I was just working with FreeBSD 8.1-RELEASE with opera and abiword on fluxbox, and everything was just fine. 
Then, without doing anything (no pkg add/delete, no updates, any modification to config files), fluxbox stopped working correctly: menu appears on right-click, then I can't select any option in it. Opera started to become unresponsive, so I tried to close X and run it as another blank user, and the problem was still the same. I've tried to reboot, removing and reinstalling the package, to compile the port, but Fluxbox just can't function anymore.
So, I've tried to change WM, with poor results: LWM just displays a red arrow upon a black screen; openbox just freezes without any sense (it had always worked before!), and gnome, which I've installed as a last chance, freezes after few seconds.
So, I've tried to look in dmesg to see if there was any error from the radeon driver, but it seems to still work. I've tried to look if hald was working, but it was up and doesn't seem to be affected by anything.

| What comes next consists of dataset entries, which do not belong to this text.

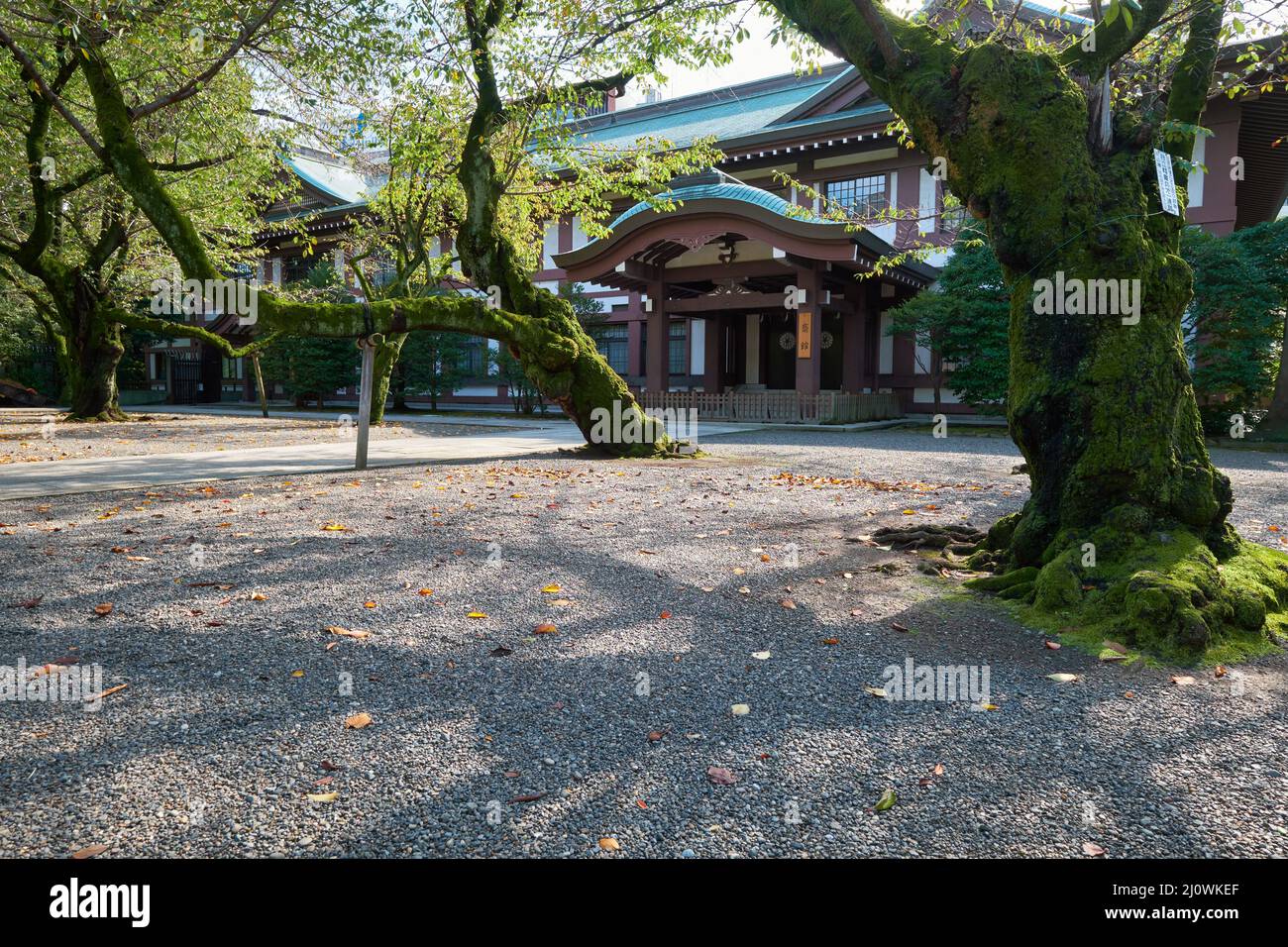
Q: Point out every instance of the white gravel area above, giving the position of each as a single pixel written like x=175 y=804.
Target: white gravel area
x=584 y=720
x=29 y=436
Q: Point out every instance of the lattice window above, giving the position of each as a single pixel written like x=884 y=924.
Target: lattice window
x=859 y=197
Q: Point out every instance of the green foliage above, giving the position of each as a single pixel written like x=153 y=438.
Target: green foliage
x=432 y=364
x=1233 y=325
x=965 y=320
x=308 y=367
x=588 y=309
x=523 y=392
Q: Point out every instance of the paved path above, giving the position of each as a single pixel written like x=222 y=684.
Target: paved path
x=60 y=476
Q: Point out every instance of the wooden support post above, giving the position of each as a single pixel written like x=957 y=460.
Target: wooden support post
x=369 y=359
x=259 y=384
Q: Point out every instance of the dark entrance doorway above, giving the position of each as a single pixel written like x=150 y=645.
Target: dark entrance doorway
x=778 y=348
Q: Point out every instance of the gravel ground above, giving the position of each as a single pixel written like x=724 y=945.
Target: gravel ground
x=26 y=437
x=671 y=577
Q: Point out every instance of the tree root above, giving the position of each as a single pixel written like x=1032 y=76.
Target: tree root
x=1157 y=587
x=961 y=540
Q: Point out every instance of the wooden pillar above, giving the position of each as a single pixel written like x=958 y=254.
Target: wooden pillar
x=634 y=347
x=656 y=363
x=809 y=331
x=854 y=338
x=713 y=357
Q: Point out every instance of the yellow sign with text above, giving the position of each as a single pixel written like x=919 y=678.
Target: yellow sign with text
x=804 y=335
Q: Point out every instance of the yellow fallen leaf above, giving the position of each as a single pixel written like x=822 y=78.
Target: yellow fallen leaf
x=347 y=633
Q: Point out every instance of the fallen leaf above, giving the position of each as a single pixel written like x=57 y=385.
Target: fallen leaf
x=108 y=692
x=347 y=633
x=720 y=776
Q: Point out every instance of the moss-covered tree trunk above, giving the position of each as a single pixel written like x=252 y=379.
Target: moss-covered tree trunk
x=1125 y=531
x=384 y=367
x=94 y=351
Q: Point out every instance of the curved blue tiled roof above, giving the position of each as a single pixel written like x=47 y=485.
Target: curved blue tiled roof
x=730 y=191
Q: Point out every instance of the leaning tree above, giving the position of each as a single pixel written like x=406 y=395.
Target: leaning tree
x=524 y=67
x=1050 y=140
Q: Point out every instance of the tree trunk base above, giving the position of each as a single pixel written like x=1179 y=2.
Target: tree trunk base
x=1157 y=587
x=110 y=414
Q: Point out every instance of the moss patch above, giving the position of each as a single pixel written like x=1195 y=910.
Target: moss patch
x=1162 y=592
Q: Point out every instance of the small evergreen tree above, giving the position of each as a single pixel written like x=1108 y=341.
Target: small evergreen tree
x=430 y=364
x=313 y=367
x=964 y=320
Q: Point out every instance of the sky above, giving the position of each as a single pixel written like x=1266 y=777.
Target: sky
x=756 y=58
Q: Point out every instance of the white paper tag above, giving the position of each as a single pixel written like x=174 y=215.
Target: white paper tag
x=1166 y=182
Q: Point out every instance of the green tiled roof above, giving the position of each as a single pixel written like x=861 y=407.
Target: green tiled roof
x=725 y=118
x=730 y=191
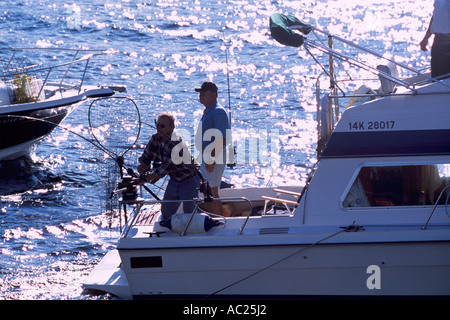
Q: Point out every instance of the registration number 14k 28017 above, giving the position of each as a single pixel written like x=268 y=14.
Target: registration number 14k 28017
x=371 y=125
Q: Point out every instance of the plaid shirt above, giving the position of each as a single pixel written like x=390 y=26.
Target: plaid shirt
x=160 y=152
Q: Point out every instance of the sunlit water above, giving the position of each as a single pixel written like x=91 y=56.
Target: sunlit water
x=52 y=231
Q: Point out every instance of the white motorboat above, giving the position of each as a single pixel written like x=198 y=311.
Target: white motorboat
x=372 y=219
x=35 y=99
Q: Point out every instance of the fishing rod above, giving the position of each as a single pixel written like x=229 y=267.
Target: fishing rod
x=231 y=147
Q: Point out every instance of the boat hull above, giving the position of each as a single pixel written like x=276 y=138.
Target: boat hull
x=295 y=271
x=23 y=131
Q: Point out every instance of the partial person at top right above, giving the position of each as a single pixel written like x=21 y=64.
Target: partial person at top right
x=440 y=27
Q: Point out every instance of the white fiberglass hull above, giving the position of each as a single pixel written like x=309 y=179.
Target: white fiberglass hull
x=290 y=271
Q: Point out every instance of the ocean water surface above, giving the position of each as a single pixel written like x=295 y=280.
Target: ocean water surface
x=52 y=227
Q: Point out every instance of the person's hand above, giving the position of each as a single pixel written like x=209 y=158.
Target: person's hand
x=423 y=44
x=152 y=178
x=142 y=167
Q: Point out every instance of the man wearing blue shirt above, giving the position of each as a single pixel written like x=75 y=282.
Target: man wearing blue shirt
x=213 y=129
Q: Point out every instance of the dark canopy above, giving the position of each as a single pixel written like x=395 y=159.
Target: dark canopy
x=279 y=29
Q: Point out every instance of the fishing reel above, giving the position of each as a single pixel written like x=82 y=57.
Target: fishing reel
x=127 y=186
x=206 y=190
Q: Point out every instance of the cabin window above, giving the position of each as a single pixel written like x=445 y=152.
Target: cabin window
x=406 y=185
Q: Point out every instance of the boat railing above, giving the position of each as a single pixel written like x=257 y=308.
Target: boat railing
x=435 y=205
x=27 y=80
x=140 y=202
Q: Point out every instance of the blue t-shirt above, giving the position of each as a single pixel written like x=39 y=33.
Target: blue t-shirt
x=214 y=117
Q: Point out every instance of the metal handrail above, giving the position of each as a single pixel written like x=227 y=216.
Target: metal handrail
x=8 y=72
x=434 y=207
x=140 y=203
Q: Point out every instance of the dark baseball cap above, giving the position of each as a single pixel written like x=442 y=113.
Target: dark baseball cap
x=207 y=86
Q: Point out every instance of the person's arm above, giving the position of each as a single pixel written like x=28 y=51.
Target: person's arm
x=424 y=42
x=148 y=155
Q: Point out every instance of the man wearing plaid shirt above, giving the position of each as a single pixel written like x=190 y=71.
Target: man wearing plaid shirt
x=166 y=150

Any ideas? Do I have to reinstall the system? It just have no sense, I can't understand how  could this happen.

PS: excuse me for my bad English.


----------



## Beastie (Sep 29, 2010)

Try the minimum: TWM with Xterm. Try VESA instead of Radeon.

Is it behaving normally on the console?

Also check again `% dmesg -a` for any possible error, e.g. disk/DMA/VFS errors.


----------



## krnlpk (Sep 29, 2010)

Beastie said:
			
		

> Try the minimum: TWM with Xterm. Try VESA instead of Radeon.
> 
> Is it behaving normally on the console?
> 
> Also check again `% dmesg -a` for any possible error, e.g. disk/DMA/VFS errors.



No errors, I've tried to replace radeon with vesa but I've got no results. And dmesg -a seems clean - just few errors from an external hdd which I've altrady tried to unplug. It seems like a bug, I think.


----------



## wblock@ (Sep 29, 2010)

Look in /var/log/Xorg.0.log, but it's probably not a driver-level error.  There may be something in /var/log/messages.  Possibly a failed portupgrade left you with incomplete libraries.  It only showed up after the old libraries were closed.  Have you run pkg_libchk as suggested in your other thread?  Also see my upgrading ports article.


----------



## krnlpk (Oct 3, 2010)

Removing all X packages and reinstalling them again I've solved any problem, now fluxbox runs well. Thanks again for patience.


----------